Le pauvre George Gillett doit savourer chaque minute qu'il passe à Montréal. Les succès du Canadien y ont rendu le propriétaire de l'équipe infiniment plus populaire qu'en Angleterre, où les rumeurs de son désengagement prochain de Liverpool continuent de faire les manchettes.

Le Times de Londres rapportait hier que Gillett et son partenaire Tom Hicks, le propriétaire des Stars de Dallas et des Rangers du Texas, auraient donné le mandat à la banque d'investissement Merrill Lynch de trouver un acheteur pour leur club (une information niée par un porte-parole de Hicks).

 

De son côté, le Daily Telegraph soutient que les copropriétaires ont l'intention d'utiliser un peu plus de la moitié des profits anticipés de 80 millions de dollars du club, cette année, afin de payer les intérêts sur la dette encourue lors de l'achat de l'équipe, il y a près de trois ans.

Rien pour rassurer les fans des Reds, déjà échaudés en août par le report à une date indéfinie d'un projet de stade pour remplacer le vieil amphithéâtre de 45 000 places d'Anfield.

Avec la crise du crédit actuelle, ce projet de construction chiffré à 800 millions, qui permettrait à Liverpool de lutter à armes égales avec des rivaux tels Manchester United et Arsenal, est impossible à financer pour l'instant - au même titre que des dizaines d'autres projets immobiliers majeurs, font valoir les propriétaires.

Les nombreux critiques de Hicks et Gillett estiment plutôt que c'est le surendettement du club de Liverpool et de sa société mère, Kop Investment, détenue à parts égales par les deux hommes, qui freine les banques.
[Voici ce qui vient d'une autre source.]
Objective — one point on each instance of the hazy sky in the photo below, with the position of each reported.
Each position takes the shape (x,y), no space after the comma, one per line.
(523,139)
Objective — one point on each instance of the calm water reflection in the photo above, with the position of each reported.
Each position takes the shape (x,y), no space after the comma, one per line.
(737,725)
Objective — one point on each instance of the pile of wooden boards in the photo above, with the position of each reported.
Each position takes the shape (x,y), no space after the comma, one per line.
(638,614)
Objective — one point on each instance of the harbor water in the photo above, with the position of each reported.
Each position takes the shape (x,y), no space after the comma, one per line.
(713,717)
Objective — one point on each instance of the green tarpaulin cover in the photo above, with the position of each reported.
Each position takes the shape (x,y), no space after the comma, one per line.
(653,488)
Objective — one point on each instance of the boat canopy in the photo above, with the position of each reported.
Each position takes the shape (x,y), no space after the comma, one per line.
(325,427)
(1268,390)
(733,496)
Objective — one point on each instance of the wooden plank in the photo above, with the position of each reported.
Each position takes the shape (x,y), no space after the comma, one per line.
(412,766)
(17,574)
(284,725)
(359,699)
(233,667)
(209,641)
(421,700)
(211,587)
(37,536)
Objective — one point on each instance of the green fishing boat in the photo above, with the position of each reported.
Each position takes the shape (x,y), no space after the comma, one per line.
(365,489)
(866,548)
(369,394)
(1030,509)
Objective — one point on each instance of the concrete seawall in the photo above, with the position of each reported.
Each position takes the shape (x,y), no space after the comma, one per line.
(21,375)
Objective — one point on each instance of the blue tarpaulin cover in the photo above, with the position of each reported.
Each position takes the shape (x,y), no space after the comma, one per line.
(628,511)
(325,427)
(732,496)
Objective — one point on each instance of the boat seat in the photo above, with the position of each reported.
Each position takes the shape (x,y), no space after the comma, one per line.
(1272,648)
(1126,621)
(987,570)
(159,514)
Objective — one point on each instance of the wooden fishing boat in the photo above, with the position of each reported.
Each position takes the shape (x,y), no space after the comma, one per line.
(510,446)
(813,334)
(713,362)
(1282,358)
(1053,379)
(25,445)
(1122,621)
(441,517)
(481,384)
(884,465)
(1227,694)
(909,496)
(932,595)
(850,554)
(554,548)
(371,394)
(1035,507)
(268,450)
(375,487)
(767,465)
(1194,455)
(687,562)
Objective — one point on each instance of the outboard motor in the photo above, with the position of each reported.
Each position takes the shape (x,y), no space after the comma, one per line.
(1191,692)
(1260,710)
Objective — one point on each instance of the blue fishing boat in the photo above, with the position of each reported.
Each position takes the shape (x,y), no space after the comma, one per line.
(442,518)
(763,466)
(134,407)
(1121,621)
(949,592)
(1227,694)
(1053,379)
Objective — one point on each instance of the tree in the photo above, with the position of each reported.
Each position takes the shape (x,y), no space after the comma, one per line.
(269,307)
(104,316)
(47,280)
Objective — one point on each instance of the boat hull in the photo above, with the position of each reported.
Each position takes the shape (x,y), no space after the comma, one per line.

L'an dernier, les partenaires ont refinancé à hauteur de 700 millions la dette encourue à l'achat du club, en 2006. Cet emprunt doit être renégocié à la fin janvier, ou au plus tard en juillet 2009, si le duo exerce son option en ce sens.

Un tel niveau d'endettement fait craindre le pire aux partisans de Liverpool, même si leur club, deuxième derrière Chelsea au classement de la Premier League, se porte très bien sur le plan sportif et a été actif cet été sur le marché des transferts, déboursant notamment près de 40 millions pour mettre la main sur l'attaquant Robbie Keane, de Tottenham.

Des profits

Que penser de tout ça? Un, la nouvelle du Telegraph confirme indirectement ce qu'une source au fait du dossier m'a confié récemment, à savoir que Liverpool, loin d'être déficitaire, engrange des profits croissants depuis la prise de contrôle par le tandem Hicks-Gillett. Le contraire aurait été surprenant, compte tenu du riche contrat de télé de la Premier League et des bons résultats de Liverpool dans la non moins lucrative Ligue des champions.

Deux, l'existence de profits ne satisfera pas les partisans s'ils servent en tout ou en partie à payer les dettes de Hicks et Gillett. Les fans de Liverpool, comme ceux des autres clubs anglais, aiment bien revendiquer l'attachement organique du club à leur communauté. Mais au fond, ils rêvent d'une seule chose: un «sugar daddy» qui va leur acheter un championnat en réinvestissant chaque livre sterling de profit dans le club. Et qui va ajouter quelques dizaines de millions de sa poche pour faire bonne mesure.

Trois, que Merrill Lynch ait reçu ou non récemment le mandat de chercher un acheteur, Gillett et Hicks étudieraient sans doute attentivement toute offre de rachat un tant soit peu alléchante qui leur serait présentée. La cote de popularité des propriétaires de Liverpool frôle le zéro absolu, ce qui soulève des doutes sur la viabilité à long terme de leur engagement au pays de Steven Gerrard. Vient un moment où il faut accepter qu'on n'est pas le bienvenu... surtout si les finances sont serrées.

Le sont-elles autant que les journaux anglais le donnent à penser? Seuls Gillett et Hicks le savent vraiment. Et ils ne parlent pas publiquement. Mais dans le contexte financier actuel, les banques ne feront pas de cadeau aux deux hommes d'affaires quand viendra, bientôt, le temps de renégocier leur emprunt. Il ne faudrait pas se surprendre de voir l'émirat de Dubaï, qui continue d'attendre en coulisses, se pointer le bout du nez à minuit moins une, quand la pression sera à son comble.